What follows should not be read as absolute truths, but as reflections.
Seeing Is Not Understanding
Managing a complex system is not easy. To understand what is going on, we usually start with monitoring and dashboards. They show metrics, signals, and trends, and help us notice when something is not working as expected.
But these metrics rarely explain the real problem. They show what is happening, not why it is happening or what will happen next. As systems become more complex, we collect more data, but understanding does not automatically improve. Without context, spikes or drops are visible, but their causes remain unclear.
I have experienced this during training sessions, where I manage the infrastructure that provides tools and environments for students’ practical labs. When many groups connect at the same time, the system may run out of memory or CPU. The usual response is simple: identify the processes consuming the most resources and stop them. The system recovers, and the session continues.
In that context, such a reaction is often acceptable. The priority is to keep the session running. Still, it remains purely reactive.
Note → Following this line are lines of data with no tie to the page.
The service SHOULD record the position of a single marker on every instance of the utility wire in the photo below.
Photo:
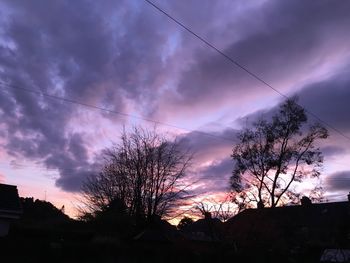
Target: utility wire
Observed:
(72, 101)
(239, 65)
It fixes the symptom without understanding the deeper causes, whether it comes from usage patterns, configuration limits, or design choices. As a result, the same problems tend to appear again.
This illustrates the difference between seeing a problem and understanding a system.
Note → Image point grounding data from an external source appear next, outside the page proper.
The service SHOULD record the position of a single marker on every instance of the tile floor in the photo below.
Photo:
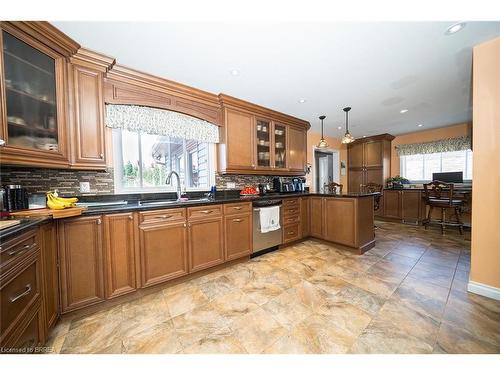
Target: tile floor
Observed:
(406, 295)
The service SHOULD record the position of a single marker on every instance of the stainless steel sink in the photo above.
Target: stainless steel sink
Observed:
(171, 201)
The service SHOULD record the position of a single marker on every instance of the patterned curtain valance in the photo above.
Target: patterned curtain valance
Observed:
(160, 122)
(443, 145)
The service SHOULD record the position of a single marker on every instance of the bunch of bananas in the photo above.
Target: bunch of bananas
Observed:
(55, 202)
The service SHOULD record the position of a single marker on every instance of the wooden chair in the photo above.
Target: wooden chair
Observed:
(440, 195)
(332, 188)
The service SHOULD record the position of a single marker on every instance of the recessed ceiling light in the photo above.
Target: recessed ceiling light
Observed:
(455, 28)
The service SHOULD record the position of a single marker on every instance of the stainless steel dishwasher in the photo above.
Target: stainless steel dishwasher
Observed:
(262, 241)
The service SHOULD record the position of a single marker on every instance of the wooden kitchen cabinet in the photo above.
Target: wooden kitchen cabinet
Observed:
(369, 160)
(33, 94)
(119, 254)
(163, 246)
(86, 88)
(305, 220)
(238, 235)
(316, 221)
(50, 282)
(206, 242)
(81, 262)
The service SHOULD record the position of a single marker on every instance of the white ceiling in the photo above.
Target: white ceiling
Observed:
(377, 68)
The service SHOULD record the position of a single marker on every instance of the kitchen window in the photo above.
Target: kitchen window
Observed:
(420, 167)
(142, 162)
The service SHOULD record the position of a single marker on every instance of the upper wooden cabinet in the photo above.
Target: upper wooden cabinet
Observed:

When Monitoring Are Not Enough
In real systems, not everything that matters can be measured. Even with good monitoring, some problems remain hidden. Internal limits or compatibility constraints are not always visible in metrics or dashboards.
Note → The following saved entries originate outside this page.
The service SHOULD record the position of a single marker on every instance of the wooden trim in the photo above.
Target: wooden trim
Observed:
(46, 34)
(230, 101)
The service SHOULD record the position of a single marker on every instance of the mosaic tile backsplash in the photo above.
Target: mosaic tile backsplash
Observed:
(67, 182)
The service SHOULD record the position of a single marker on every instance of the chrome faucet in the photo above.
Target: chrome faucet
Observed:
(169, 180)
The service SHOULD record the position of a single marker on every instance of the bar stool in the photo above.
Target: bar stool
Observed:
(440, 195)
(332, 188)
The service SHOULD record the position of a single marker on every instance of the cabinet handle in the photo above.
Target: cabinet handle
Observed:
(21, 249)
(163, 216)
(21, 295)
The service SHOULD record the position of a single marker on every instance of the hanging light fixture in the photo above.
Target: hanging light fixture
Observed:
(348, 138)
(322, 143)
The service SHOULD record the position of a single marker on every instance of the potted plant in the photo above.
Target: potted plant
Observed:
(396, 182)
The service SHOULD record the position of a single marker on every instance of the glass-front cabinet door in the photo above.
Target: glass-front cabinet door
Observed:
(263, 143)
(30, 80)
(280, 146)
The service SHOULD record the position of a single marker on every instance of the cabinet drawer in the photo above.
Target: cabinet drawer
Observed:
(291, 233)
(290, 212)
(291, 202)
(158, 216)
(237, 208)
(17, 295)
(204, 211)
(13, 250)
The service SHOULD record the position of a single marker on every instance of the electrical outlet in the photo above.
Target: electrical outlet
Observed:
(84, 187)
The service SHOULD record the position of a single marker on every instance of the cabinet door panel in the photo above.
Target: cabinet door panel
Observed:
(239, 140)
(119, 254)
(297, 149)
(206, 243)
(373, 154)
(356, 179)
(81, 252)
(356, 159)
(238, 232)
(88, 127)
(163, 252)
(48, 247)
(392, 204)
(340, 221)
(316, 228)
I encountered this during an upgrade of the Harvester platform used for training sessions. From a monitoring point of view, everything looked normal. Yet when the system attempted to migrate running workloads from one machine to another, some of them failed, without clear alerts or warning before starting the upgrade.
The root cause turned out to be a hardware compatibility issue. Two machines did not support the same CPU features, which prevented workload migration. This was not a resource usage problem, but a hidden constraint that monitoring did not reveal.
This reinforced an important lesson: monitoring can show visible symptoms, but it does not always expose deeper limitations.
Why Simulations Are Not Enough
As systems grow more complex, it is natural to look for ways to test new design ideas or optimizations before applying them in reality. In theory, models, simulations, or pre-production environments should help address that need.
However, these approaches are often built separately from the real system. They rely on simplified assumptions and fixed conditions, while real systems evolve over time, with changing workloads and environments. Production clearly illustrates this gap: many constraints only appear under real workloads, real interactions, and real diversity. For example, upgrading our Harvester platform in a test environment worked perfectly, while applying the same changes in production failed.
As a result, simulations and test environments can validate expected behavior, but they struggle to reflect actual conditions. This raises a fundamental question: if reality cannot be fully reproduced elsewhere, how can we safely test new design ideas or optimize a system without discovering problems too late?
Digital Twins as a potential Answer
When observation is limited, measurement is incomplete, and simulations no longer reflect reality, a different approach is needed. This is where digital twins naturally fit.
According to IBM, the definition of digital twin is as follow:
A digital twin is a virtual representation of a physical object or system that uses real-time data to accurately reflect its real-world counterpart’s behavior, performance and conditions.
By bringing together observation, inference, and context, digital twins make it possible to move from reacting to problems to anticipating them. They provide a foundation for better understanding, better decisions, and more reliable systems.
A digital twin is a living representation of a real system.